The AWA Board of Directors has approved guidelines for the standardized collection of ultrasound data on Wagyu cattle. These guidelines should be adhered to when collecting ultrasound data on yearling seedstock. AWA ultrasound guidelines specify the use of ultrasound technicians fulfilling the certification requirements of the Ultrasound Guidelines Council (UGC).
Ultrasound data should be collected on all calves in the yearling contemporary group and cattle should be between 320–410 days of age. All cattle must also have a weaning and yearling weight taken at appropriate times and reported to AWA, furthermore a weight should be taken at the time of ultrasound data collection (this weight will work as the yearling weight). Calves should be reported to the AWA prior to scanning so that ultrasound reporting forms (Barnsheets) are available for the scanning technician prior to scanning.
When collecting ultrasound data it is very important that proper procedures are followed. It is the responsibility of the breeder to supply a squeeze chute with side panel doors to properly restrain cattle and provide access to the region of scanning. Technicians have several thousand dollars invested in equipment that must be protected and the quality of the images will be improved as well if cattle are properly restrained. Cattle must also be dry and clean in the regions to be scanned and out of direct sunlight to allow for seeing the images on the monitor. It is also necessary in most cases that cattle are clipped in the scanning region with no more than 1/2 inch of hair.
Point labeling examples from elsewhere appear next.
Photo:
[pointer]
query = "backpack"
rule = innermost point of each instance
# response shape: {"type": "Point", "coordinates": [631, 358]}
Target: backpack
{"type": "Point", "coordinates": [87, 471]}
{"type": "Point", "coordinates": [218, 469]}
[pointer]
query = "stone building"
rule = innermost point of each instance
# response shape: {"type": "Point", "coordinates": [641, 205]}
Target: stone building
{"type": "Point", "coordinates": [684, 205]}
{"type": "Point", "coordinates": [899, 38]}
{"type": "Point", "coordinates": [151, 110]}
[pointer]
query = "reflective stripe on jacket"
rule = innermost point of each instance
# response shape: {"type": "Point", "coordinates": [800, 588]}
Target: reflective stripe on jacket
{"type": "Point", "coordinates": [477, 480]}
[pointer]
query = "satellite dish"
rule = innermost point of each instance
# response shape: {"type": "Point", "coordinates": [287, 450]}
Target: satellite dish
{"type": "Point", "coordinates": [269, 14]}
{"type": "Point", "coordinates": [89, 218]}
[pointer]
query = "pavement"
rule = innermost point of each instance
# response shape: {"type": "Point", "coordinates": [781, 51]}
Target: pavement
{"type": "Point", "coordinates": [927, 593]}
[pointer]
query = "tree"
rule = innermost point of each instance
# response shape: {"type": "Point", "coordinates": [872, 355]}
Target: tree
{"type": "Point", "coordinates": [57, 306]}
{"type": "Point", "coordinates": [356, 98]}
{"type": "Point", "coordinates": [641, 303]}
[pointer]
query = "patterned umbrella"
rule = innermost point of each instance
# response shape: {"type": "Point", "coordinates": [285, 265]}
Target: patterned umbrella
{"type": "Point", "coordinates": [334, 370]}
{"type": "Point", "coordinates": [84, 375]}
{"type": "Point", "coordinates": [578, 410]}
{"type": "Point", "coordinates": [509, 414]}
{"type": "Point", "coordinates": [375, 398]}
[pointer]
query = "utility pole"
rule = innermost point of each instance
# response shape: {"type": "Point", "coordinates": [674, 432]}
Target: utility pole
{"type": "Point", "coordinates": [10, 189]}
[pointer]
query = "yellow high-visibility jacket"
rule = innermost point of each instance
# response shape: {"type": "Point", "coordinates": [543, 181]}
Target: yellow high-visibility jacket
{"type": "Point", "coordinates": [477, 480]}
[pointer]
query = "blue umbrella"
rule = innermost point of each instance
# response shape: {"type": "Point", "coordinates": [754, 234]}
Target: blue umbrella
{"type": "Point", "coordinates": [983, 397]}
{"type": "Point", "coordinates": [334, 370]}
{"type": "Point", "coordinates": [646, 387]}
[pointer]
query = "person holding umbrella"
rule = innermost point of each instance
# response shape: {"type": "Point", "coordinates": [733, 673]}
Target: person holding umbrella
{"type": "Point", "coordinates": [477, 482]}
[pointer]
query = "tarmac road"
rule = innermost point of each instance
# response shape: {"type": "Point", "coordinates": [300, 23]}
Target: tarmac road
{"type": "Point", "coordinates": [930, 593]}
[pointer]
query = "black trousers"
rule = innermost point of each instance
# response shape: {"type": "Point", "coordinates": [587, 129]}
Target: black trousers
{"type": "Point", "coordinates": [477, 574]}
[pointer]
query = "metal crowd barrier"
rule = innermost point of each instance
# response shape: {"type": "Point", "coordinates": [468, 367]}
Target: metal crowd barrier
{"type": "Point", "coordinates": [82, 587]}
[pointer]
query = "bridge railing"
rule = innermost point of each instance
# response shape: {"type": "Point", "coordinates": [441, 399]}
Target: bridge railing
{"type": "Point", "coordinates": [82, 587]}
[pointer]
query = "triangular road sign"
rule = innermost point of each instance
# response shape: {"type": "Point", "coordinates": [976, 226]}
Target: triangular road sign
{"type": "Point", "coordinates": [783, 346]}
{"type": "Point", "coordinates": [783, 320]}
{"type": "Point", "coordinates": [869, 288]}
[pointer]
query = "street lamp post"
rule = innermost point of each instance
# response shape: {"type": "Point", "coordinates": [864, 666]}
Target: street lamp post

By following these guidelines and by working with the technician you can improve the quality of ultrasound data that will be collected. If you have any questions about preparing cattle for scanning you should visit with the technician ahead of time or call the AWA office.
It is the responsibility of each producer to contact technicians to make arrangements to scan their cattle. If you are planning to collect ultrasound measurements on your cattle you should contact the AWA office well in advance for a copy of the ultrasound reporting forms (Barnsheet). For a list of qualified technicians contact the AWA office or the UGC office at ultrasoundbeef.com.